I'm going on my third month of being jobless. It started out feeling like a vacation, then a much needed rest, then a time to get my life in order, and now it's just scary. In the beginning I told people I was 'funemployed' and said I was 'figuring out what to be when I grow up'. I may have smiled slyly or laughed about it. Now when people ask I still smile and bat my eyes, but usually it's because I'm blinking back tears. I'm 73 days into my unemployment, and the fun has run out.
I don't want to be overly dramatic here, but I really do spend 53 percent of my day on the verge of tears. I'm an admitted crier for sure, but this goes well beyond the usual hallmark commercial or extreme home makeover episode making me tear up. I've stopped wearing mascara for fear someone asks me how things are going, and I pull a Tammy Faye Baker and end up with black stripes down my face.
Here's were I'm at: I'm future hunting, career hunting, job hunting, and generally trying to figure life out. I've spent the last 6 years helping raise other people's babies. While that qualifies me to be responsible for other people's kids, like they literally trust me with their children's lives, it apparently does not qualify me to answer phones or get coffee for any or all of the down town joe schmo companies in the city. At least that's how the lady at the staffing / temp agency makes me feel when I call and she tells me they still don't have anything for me.

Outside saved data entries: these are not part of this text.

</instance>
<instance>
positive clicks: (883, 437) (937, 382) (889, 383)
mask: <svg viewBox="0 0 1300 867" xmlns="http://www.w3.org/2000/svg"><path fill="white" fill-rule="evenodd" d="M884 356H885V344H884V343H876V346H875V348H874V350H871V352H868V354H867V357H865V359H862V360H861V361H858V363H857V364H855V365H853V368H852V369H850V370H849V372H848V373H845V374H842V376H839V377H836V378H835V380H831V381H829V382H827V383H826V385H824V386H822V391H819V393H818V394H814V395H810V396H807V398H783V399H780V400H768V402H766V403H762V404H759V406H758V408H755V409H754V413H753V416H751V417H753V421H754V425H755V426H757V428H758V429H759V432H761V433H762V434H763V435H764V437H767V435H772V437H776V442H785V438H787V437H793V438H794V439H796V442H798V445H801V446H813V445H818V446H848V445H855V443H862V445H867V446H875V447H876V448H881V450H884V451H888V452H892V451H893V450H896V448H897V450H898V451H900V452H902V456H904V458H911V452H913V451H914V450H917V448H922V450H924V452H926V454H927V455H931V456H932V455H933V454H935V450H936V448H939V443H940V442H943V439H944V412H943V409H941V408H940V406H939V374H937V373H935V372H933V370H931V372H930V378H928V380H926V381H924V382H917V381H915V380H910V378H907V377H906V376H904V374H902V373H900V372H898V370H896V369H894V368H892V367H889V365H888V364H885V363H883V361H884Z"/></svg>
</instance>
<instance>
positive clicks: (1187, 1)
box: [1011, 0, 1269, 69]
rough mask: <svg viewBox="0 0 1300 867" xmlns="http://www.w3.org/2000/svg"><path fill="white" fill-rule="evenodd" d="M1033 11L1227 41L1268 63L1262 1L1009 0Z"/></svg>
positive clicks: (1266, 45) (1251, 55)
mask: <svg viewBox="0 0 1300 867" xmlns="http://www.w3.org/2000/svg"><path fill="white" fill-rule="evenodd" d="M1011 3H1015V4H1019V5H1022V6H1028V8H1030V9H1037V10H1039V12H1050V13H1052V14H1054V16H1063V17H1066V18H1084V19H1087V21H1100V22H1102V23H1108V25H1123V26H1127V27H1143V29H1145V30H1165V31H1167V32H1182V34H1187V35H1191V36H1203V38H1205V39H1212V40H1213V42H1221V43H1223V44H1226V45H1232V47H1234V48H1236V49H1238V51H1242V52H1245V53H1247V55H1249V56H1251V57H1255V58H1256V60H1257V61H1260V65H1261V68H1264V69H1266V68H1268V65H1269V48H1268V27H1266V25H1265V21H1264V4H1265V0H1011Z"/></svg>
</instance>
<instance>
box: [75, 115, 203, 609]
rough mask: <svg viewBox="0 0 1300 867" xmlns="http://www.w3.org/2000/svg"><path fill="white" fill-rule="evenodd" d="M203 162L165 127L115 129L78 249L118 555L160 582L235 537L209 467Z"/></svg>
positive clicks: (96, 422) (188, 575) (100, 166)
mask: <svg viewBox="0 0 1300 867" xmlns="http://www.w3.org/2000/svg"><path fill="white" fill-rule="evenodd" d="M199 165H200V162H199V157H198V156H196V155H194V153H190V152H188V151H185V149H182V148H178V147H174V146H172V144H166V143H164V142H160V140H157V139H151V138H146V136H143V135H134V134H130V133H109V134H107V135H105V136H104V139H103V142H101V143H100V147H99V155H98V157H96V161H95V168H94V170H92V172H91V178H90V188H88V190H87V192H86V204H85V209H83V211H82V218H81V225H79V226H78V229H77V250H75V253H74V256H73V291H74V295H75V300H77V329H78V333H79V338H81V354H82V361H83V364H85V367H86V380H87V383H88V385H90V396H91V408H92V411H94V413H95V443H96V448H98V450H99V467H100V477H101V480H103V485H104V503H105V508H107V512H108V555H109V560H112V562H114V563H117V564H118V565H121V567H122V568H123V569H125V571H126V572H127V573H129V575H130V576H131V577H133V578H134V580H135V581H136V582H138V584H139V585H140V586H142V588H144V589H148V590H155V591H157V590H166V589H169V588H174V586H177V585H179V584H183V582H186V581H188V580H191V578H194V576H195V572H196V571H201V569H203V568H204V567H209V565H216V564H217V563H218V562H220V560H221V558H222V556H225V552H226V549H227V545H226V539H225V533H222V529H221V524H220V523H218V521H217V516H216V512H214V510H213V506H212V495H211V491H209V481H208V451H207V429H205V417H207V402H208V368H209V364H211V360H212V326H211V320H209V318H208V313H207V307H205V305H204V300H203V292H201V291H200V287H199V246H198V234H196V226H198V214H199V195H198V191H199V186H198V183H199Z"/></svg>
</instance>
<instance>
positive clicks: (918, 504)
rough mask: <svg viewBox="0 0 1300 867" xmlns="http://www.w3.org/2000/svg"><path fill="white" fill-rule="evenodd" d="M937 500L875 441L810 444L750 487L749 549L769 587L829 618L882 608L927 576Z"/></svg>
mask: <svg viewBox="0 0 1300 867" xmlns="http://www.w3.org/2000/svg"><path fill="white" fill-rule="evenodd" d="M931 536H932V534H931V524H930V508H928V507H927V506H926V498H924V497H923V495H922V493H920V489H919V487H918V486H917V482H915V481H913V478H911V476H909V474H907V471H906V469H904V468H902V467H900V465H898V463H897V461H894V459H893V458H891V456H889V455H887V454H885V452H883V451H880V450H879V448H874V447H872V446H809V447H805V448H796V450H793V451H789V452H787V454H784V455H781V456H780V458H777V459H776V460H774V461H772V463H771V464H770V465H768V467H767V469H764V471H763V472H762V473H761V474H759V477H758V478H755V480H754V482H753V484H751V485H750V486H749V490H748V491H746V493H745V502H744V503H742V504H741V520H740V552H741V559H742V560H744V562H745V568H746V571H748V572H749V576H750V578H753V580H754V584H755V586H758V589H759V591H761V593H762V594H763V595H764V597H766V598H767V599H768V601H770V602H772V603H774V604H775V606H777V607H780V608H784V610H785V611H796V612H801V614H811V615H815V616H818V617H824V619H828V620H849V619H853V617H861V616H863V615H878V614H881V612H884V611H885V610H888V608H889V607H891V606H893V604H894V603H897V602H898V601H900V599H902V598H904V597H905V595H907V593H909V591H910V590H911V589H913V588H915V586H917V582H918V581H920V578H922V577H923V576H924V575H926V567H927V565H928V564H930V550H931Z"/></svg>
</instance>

I want to yell, 'I'd like to see you schedule 3 doctors appointments for 3 different kids around 2 parents schedules, and naps. All while holding a squirmy one year old, explaining to the 3 year old that while it is o.k. for the dog to lick us, it is not o.k. for us to lick the dog. Oh and do it while making lunches remembering that the 5 year old will only eat vanilla yogurt with the red spoon and the lid off, but if you even think about opening the 3 year olds blueberry yogurt, or give her a red spoon, God help you because there is no fury like a 3 year old fury because 3 year old fury don't stop!'
Instead in a little voice I say 'O.k. thanks for trying. Let me know if you hear anything.'
And even now as I sit here writing this, I'm blinking back hot tears. I'm sitting in the window of the coffee shop I started to come to when my apartment walls feel like they are closing in around me, trying not to cry, trying to stay positive, and trying to figure out if I really need insurance because I'm going to have to pick between that and rent this month.
The worst part is I get it. I understand that the last 6 years look like a huge hole to potential employers, I realize that the degree I got in acting and dance isn't the most marketable choice I could have made, and that choreographing for high schools in the suburbs is not going to get my foot in the door. The problem is I don't know what to do about. Up until 2 months ago these things were some of my proudest accomplishments. Right now though, I just feel bad. and sad.
I also realize almost everyone has been there, here where I am, and that a lot of people have it a lot worse, but right now I can't hear about that because I'm barely keeping my head above water. I'm not even sure where to start. 2 months ago I thought I'd apply for a few jobs, something would fall in my lap and I'd live happily ever after. I didn't necessarily think I'd find my career, but I did think I'd find some kind of cool job where I got to be creative and work hard, and look cute doing it. When that didn't happen I started considering other jobs, like maybe I could go back in to retail and really pursue acting. Up until now I've acted around my work schedule, but maybe this could be the time to find agents, and really give this theatre thing a go. When that didn't happen I called a few temp to hire places and figured I could try my hand at a few different things with them while still looking for something cool to do. That's not really going as expected either. I'm just more confused than when I started, 73 days in, and with no idea where to go from here.
So that's my unemployment so far. I'm trying to stay positive, trying to stay a float, and trying to not cry… at least in public.